With the departure of our faithful Toyota Yaris, we feared that the crankandpiston office runabout, the epitome of practicality, would become but a distant memory. But luckily, in stepped Chevrolet to offer us a replacement – the Sonic.
This is Chevrolet’s latest compact hatchback, replete with aggressive styling on the outside and futuristic touches on the inside. We’re fans of the Sonic‘s twin headlights which give the front end a glaring look. A similar, black plastic-surrounded treatment exists at the back too. We’re less keen on the fake metal fuel filler cap, however.
Our test Sonic, as befits its name, comes in a stylish hedgehog blue (OK, it’s not actually called that, but humour us, Sega fans) and rocks some tasty alloys, front fog lamps and a bootlid spoiler. Not bad for $15,437. Inside, there’s an unusual dashboard arrangement mounted on top of the steering column, dominated by a large analogue rev counter and accompanied by a digital speedometer. It’s certainly different, and a couple of weeks into our custody of the Sonic, is actually growing on me.
Other interior features include a stereo with both an auxiliary input socket for MP3 players and, I’ve discovered the day before writing this, a USB input socket in the glove box, hopefully for direct iPod connectivity. I’ll check that out over the next month to see how it works. The Sonic also comes with cruise control, which is welcome for this price bracket.

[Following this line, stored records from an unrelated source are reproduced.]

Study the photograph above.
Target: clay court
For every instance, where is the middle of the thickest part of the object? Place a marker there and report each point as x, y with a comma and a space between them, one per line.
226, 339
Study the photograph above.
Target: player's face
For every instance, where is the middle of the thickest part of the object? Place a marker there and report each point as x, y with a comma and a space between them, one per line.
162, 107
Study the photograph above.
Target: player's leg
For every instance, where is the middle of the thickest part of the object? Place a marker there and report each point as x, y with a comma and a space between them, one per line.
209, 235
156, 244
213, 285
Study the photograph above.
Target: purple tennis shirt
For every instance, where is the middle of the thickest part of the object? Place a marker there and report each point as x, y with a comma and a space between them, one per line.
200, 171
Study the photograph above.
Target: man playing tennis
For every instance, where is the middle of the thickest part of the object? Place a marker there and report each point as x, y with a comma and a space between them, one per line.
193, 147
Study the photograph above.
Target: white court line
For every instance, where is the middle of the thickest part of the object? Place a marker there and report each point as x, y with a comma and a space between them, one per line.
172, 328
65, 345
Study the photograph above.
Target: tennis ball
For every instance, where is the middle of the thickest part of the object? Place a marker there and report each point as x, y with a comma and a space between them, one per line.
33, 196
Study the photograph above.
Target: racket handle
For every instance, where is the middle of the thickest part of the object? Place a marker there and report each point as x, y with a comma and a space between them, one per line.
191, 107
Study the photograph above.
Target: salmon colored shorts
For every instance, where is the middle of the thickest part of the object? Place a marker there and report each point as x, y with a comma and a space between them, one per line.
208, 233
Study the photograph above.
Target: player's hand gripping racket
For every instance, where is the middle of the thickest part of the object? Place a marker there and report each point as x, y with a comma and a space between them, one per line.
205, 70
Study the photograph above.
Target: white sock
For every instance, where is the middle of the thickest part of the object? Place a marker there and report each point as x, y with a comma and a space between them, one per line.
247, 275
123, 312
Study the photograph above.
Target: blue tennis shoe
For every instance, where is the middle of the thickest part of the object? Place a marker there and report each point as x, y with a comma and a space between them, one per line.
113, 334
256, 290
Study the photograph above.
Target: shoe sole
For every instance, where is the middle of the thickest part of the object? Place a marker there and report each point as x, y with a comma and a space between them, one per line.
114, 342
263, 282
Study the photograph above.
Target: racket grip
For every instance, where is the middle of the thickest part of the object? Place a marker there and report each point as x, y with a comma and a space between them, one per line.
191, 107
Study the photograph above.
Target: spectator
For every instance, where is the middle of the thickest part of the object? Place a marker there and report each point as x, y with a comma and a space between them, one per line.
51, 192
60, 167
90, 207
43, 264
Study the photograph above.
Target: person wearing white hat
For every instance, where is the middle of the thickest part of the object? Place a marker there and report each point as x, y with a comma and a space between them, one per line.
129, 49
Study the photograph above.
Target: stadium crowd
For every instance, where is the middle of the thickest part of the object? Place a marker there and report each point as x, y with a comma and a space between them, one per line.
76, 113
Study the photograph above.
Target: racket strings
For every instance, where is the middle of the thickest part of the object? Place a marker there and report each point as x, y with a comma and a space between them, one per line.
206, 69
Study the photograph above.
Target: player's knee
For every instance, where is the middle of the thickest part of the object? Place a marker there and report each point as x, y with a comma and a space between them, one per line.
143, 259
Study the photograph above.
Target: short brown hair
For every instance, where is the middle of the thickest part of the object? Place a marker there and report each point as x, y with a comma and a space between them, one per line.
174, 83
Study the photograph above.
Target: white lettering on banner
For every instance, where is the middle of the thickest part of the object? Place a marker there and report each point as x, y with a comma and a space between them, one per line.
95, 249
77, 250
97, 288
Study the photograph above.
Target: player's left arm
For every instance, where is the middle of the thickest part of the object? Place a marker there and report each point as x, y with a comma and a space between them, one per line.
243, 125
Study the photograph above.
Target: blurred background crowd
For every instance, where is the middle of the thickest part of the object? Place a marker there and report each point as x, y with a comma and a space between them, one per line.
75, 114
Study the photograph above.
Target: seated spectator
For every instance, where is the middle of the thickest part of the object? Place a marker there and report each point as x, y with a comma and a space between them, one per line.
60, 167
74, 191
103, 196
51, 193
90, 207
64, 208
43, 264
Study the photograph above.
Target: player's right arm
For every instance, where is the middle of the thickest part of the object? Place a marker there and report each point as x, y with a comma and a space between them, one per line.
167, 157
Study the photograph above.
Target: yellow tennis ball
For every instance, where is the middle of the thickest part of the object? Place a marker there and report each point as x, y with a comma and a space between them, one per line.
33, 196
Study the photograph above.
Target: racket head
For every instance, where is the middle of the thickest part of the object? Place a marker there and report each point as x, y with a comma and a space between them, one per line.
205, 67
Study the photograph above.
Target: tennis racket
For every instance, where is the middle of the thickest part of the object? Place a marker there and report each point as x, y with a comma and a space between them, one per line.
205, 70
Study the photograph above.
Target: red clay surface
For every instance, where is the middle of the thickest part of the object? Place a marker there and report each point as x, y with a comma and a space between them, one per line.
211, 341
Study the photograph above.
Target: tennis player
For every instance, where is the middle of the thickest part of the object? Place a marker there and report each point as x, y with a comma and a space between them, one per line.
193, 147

On the move, the driver sits in a relatively sporty and supportive seat, holding a thick-rimmed steering wheel. Sadly there are no wheel-mounted paddles for manual gearchanges in the Sonic, but one can flick through different-sized cogs using an unusual arrangement of buttons on the side of the gearlever. I struggled to get used to this layout when we had the car in for the feature, but perhaps with a couple of months practice it’ll become more intuitive.
Power in the Sonic is supplied by a four-cylinder 1.6-litre engine with 113bhp – more than our old Yaris – and it flows to the front wheels through a five-speed gearbox. We’re hopeful that the compact size of the Sonic and its relatively low power output will give us a similar opportunity for fun as the Toyota did – the chance to thrash a small and light little hatch and work it hard without troubling speed limits. Usable fun, as well as practicality and utility, is what we’re expecting from the little Chevrolet, and we’ll keep you posted as to how the Sonic is getting on in that regard.